In order to fully describe to you former The King Blue’s frontman Itch’s first solo album, ‘The Deep End’, allow me to pitch you a role play scenario.
It’s 2 am and you’re in a nightclub. A glassy eyed young man stumbles up to you. He’s wearing a snap-back with a sports team from a city he’s never been to, an obnoxiously patterned shirt with every single button done up. He lays one hand on your shoulder, leans right in. He shouts into your face, his breath offensively heavy with the scents of jaegerbombs and stale rolling tobacco. He’s screaming something about ‘the drop’ on the nondescript dubstep that’s hammering away at your sanity.
That is the kind of audience I can only assume Itch’s album is aimed at. The album is a melting pot of different influences, boasting dub/reggae, rock, punk, dubstep and dance elements among various others.
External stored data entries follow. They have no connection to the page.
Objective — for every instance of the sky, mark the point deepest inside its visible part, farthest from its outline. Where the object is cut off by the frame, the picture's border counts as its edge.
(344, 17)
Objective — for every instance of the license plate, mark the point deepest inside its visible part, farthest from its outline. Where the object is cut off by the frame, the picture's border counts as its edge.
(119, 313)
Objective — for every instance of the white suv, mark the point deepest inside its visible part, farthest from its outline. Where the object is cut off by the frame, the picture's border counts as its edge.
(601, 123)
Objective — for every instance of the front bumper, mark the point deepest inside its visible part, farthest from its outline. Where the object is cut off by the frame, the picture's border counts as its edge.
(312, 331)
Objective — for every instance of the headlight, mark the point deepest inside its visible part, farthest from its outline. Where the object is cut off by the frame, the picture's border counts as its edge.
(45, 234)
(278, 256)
‘Like I’m Drugs’ comes across as the soundtrack to a bad energy drink commercial, with overuse of vocal effects, breaks for melodic female vocals in amongst overly aggressive electro and dubstep. Opening track ‘Life is Poetry’ switches between clean male vocals (with a touch of autotune) and a melodic chorus section to a rap-rock section and back again. Many of the songs seem a little on the overlong side, switching between dynamic phases too many times for them to be kept interesting.
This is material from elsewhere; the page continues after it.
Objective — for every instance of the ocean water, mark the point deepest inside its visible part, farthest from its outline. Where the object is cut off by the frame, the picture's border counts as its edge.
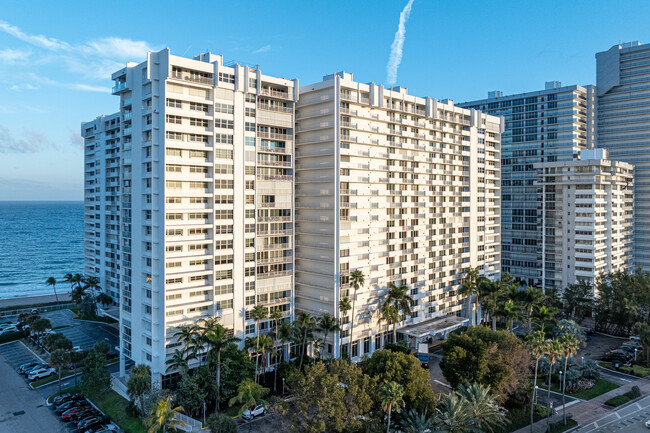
(39, 240)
‘Homeless Romantic’ is a cliche riddled mess. Flowing from a annoyingly upbeat R’n’B section into yet another melodic chorus and then a shoehorned in ‘rock’ section, complete with gang vocals, it is utter chart-fodder in the most insulting sense. The two songs where the album shows potential of redeeming itself are sabotaged before they even get a chance. ‘Not My Revolution‘s’ more somber and honest tone, with apparently autobiographical lyrics inter-cut with soulful female vocals is ruined by it’s increasingly angsty tone, and finale ‘Ricochet’s‘ promising fast-paced grime is marred by unnecessary dubstep segments.
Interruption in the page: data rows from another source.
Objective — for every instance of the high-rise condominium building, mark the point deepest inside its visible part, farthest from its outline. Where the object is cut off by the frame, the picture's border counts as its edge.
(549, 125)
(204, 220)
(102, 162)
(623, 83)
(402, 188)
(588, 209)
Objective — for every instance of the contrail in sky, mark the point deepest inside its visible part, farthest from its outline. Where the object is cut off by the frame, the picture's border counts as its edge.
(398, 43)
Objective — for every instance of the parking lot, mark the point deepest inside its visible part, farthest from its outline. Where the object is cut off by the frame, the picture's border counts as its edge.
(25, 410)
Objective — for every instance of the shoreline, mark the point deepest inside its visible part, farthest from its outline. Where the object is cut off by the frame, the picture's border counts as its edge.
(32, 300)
‘The Deep End’ has several hang-ups that reoccur just too often. Most of the songs are far too densely layered, with some sounds just seeming unnecessarily tacked on. Vocals throughout have way too many effects used on them, auto-tune, reverb, you name it it’s on there. It’s almost as if the production team has aimed to use every ‘cool’ feature their software has to offer. Itch’s lyrics are often cringeworthy, overusing the same imagery (Rats are prevalent), and when he simply name drops more famous/talented musicians and riffs off their accomplishments it is incredibly grating.
To sum up, this is an album that shows the agony of it’s influences. It tries to do too much, and says nothing. Party boys and girls will likely lap this up as pre-drinking playlist gold to drunkenly sing and rhyme along to, but to the more discerning listener it is bereft of talent and originality.